In our results, some ingredients were not reported to be associated with herb-drug interaction. Two potential interpretations are as follows: (1) the ingredient does interact with some drugs, but the interaction is not yet discovered in vitro and in vivo; (2) as a result of false positive from our pharmacophore model, the ingredients are not agonists of PXR.

4. Conclusions

In this study, a combinational in silico strategy was proposed to predict inductive herb-drug interactions. As a consequence, among 820 ingredients from 421 herbs, a ranking list of 305 ingredients was generated as candidate agonists of PXR. Among the top 10 herb ingredients from the ranking list, 6 ingredients were reported to involve herb-drug interactions. The strategy also could be extended to studies on other inductive herb-drug interactions. Besides, during the process of screening agonists for PXR, our pharmacophore model achieved a good performance across a broad dataset. What is more, the ranking result of traditional molecular docking was improved by rank aggregation. It is suggested that combining merits of scoring functions with less redundancies is a new orientation to optimize scoring functions.

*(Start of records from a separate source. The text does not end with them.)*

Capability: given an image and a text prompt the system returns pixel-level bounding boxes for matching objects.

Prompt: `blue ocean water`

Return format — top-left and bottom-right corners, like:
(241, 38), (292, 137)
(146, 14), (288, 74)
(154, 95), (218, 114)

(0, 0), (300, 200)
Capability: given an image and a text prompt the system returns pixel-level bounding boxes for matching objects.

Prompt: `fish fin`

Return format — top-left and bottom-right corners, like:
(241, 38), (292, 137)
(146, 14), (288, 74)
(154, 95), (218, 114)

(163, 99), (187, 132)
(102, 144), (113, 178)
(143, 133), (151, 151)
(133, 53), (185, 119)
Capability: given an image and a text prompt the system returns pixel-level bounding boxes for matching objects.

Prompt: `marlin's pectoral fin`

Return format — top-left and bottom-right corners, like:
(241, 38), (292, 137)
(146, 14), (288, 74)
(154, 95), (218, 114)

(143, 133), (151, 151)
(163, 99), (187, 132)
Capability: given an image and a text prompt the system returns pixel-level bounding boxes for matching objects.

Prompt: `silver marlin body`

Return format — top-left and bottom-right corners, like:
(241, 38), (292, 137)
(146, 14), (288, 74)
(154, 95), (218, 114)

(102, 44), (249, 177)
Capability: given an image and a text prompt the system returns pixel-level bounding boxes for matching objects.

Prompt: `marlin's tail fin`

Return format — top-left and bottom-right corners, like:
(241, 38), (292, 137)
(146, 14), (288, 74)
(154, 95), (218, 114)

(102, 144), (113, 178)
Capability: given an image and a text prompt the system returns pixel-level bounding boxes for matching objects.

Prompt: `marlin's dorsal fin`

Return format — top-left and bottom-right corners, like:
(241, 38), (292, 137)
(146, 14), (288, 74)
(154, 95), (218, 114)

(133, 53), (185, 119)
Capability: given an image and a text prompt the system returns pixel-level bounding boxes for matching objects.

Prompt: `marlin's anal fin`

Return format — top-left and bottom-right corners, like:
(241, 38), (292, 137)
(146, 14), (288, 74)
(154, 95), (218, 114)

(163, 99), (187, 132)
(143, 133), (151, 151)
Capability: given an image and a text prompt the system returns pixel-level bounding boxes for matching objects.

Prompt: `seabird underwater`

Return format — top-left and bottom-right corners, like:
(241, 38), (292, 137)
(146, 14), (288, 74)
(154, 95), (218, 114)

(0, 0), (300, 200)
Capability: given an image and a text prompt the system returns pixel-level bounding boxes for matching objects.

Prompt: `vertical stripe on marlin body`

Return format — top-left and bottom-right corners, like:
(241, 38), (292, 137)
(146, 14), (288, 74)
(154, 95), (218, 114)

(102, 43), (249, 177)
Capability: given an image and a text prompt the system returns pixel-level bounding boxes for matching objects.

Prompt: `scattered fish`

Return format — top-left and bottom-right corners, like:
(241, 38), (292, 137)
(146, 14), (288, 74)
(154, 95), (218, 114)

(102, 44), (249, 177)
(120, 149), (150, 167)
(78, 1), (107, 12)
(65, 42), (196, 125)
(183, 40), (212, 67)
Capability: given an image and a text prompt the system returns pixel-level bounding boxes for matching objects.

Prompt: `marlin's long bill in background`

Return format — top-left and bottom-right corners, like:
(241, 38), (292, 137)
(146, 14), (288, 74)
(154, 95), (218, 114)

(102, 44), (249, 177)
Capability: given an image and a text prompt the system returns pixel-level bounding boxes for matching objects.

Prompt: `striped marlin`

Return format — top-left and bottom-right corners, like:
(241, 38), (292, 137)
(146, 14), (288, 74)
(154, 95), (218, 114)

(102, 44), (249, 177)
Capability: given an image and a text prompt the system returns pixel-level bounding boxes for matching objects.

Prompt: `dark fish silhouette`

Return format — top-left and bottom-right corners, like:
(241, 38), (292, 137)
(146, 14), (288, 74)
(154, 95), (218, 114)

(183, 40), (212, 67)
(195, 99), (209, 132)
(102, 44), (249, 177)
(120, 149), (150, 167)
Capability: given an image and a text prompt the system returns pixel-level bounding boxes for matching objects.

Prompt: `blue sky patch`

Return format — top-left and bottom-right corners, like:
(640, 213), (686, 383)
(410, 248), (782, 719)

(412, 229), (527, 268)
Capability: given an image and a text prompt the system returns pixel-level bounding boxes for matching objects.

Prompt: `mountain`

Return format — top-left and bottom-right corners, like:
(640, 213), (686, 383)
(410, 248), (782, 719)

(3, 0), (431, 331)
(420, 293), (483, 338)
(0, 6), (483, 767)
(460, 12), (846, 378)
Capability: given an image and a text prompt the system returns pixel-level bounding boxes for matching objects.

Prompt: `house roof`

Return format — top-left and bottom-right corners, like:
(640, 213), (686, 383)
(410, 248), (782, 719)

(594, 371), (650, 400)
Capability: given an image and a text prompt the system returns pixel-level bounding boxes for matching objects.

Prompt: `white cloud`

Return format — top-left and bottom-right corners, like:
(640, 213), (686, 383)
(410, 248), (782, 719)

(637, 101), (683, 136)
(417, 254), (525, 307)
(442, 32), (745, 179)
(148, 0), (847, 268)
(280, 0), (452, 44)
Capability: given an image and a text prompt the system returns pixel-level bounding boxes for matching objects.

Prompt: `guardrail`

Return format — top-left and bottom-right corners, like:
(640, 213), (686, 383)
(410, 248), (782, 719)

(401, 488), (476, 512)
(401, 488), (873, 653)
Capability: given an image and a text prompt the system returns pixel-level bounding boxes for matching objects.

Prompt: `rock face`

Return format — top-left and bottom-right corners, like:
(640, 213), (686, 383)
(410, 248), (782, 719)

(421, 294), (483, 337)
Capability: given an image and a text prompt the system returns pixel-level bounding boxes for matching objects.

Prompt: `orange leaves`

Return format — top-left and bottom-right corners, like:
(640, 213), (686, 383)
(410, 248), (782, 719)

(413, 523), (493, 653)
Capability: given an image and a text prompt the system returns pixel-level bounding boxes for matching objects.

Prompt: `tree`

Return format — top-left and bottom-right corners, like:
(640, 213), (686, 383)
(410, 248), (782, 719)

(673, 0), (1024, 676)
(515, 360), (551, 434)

Three tables are in this Supplementary Material. Table S1 shows the ranking results for 107 agonists of PXR which is generated by different docking and rank aggregation methods. Table S2 shows the ranking results for 305 herbal ingredients of PXR which is generated by different docking and final rank aggregation methods. Table S3 shows Ranks for herbal ingredients, which are predicted as candidate agonist for PXR, were obtained by different methods.